[ARVADOS] updated: 5b970a6c9505527e146e73cb4756a64ecc1679cd
git at public.curoverse.com
git at public.curoverse.com
Fri May 1 17:02:58 EDT 2015
Summary of changes:
crunch_scripts/crunchutil/vwd.py | 6 ++++--
crunch_scripts/run-command | 4 ++--
doc/user/topics/run-command.html.textile.liquid | 14 +++++++-------
3 files changed, 13 insertions(+), 11 deletions(-)
via 5b970a6c9505527e146e73cb4756a64ecc1679cd (commit)
from 0a87aad48d7fccfc4d7d56a8628370cb7370d792 (commit)
Those revisions listed above that are new to this repository have
not appeared on any other notification email; so we list those
revisions in full, below.
commit 5b970a6c9505527e146e73cb4756a64ecc1679cd
Author: Peter Amstutz <peter.amstutz at curoverse.com>
Date: Fri May 1 17:02:54 2015 -0400
5787: Error writing output will cause task to fail. Tweak documentation page.
diff --git a/crunch_scripts/crunchutil/vwd.py b/crunch_scripts/crunchutil/vwd.py
index 5b9edf5..5e6f1be 100644
--- a/crunch_scripts/crunchutil/vwd.py
+++ b/crunch_scripts/crunchutil/vwd.py
@@ -40,7 +40,7 @@ def checkin(target_dir):
Keep as normal files (Keep does not support symlinks).

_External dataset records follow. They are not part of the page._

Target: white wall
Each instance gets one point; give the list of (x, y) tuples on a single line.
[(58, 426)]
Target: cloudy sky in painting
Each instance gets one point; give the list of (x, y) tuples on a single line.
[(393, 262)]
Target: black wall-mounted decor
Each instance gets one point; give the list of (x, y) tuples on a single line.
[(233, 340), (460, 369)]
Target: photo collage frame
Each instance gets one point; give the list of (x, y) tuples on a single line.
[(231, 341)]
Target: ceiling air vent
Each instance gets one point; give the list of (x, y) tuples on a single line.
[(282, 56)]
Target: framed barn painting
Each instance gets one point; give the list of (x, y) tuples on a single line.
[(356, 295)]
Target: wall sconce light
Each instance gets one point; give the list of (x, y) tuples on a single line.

Symlinks to files in the keep mount will result in files in the new
- collection which reference existing Keep blocks, no data copying necessay.

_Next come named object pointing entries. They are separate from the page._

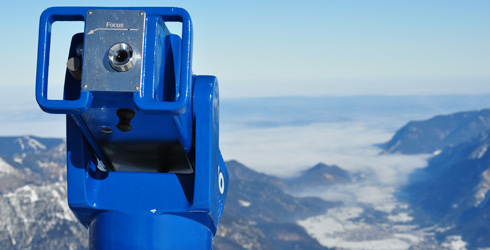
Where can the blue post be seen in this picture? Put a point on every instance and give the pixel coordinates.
(144, 166)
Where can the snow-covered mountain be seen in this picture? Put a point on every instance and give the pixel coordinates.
(430, 136)
(453, 191)
(33, 203)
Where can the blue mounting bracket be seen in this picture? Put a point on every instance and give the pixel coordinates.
(144, 166)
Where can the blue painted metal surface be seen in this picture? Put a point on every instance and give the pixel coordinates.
(163, 183)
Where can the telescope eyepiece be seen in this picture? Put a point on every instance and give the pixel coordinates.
(121, 57)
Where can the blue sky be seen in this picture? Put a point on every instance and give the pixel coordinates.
(301, 48)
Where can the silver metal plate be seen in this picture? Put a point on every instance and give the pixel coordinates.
(103, 29)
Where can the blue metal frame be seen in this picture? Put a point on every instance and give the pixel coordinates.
(142, 210)
(143, 99)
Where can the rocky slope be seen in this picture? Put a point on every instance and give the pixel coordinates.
(441, 131)
(33, 203)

+ collection which reference existing Keep blocks, no data copying necessary.
Returns a new Collection object, with data flushed but the collection record
not saved to the API.
@@ -56,6 +56,7 @@ def checkin(target_dir):
logger = logging.getLogger("arvados")
+ caught_error = False
for root, dirs, files in os.walk(target_dir):
for f in files:
try:
@@ -91,5 +92,6 @@ def checkin(target_dir):
dat = reader.read(64*1024)
except (IOError, OSError) as e:
logger.error(e)
+ caught_error = True
- return outputcollection
+ return (outputcollection, caught_error)
diff --git a/crunch_scripts/run-command b/crunch_scripts/run-command
index 682ebfc..1755eb9 100755
--- a/crunch_scripts/run-command
+++ b/crunch_scripts/run-command
@@ -426,10 +426,10 @@ if "task.vwd" in taskp and "task.foreach" in jobp:
if stat.S_ISLNK(s.st_mode):
os.unlink(os.path.join(root, f))
-outcollection = vwd.checkin(outdir).manifest_text()
+(outcollection, checkin_error) = vwd.checkin(outdir).manifest_text()
# Success if we ran any subprocess, and they all exited 0.
-success = rcode and all(status == 0 for status in rcode.itervalues())
+success = rcode and all(status == 0 for status in rcode.itervalues()) and not checkin_error
api.job_tasks().update(uuid=arvados.current_task()['uuid'],
body={
diff --git a/doc/user/topics/run-command.html.textile.liquid b/doc/user/topics/run-command.html.textile.liquid
index 64f7f79..1ef359d 100644
--- a/doc/user/topics/run-command.html.textile.liquid
+++ b/doc/user/topics/run-command.html.textile.liquid
@@ -73,12 +73,12 @@ table(table table-bordered table-condensed).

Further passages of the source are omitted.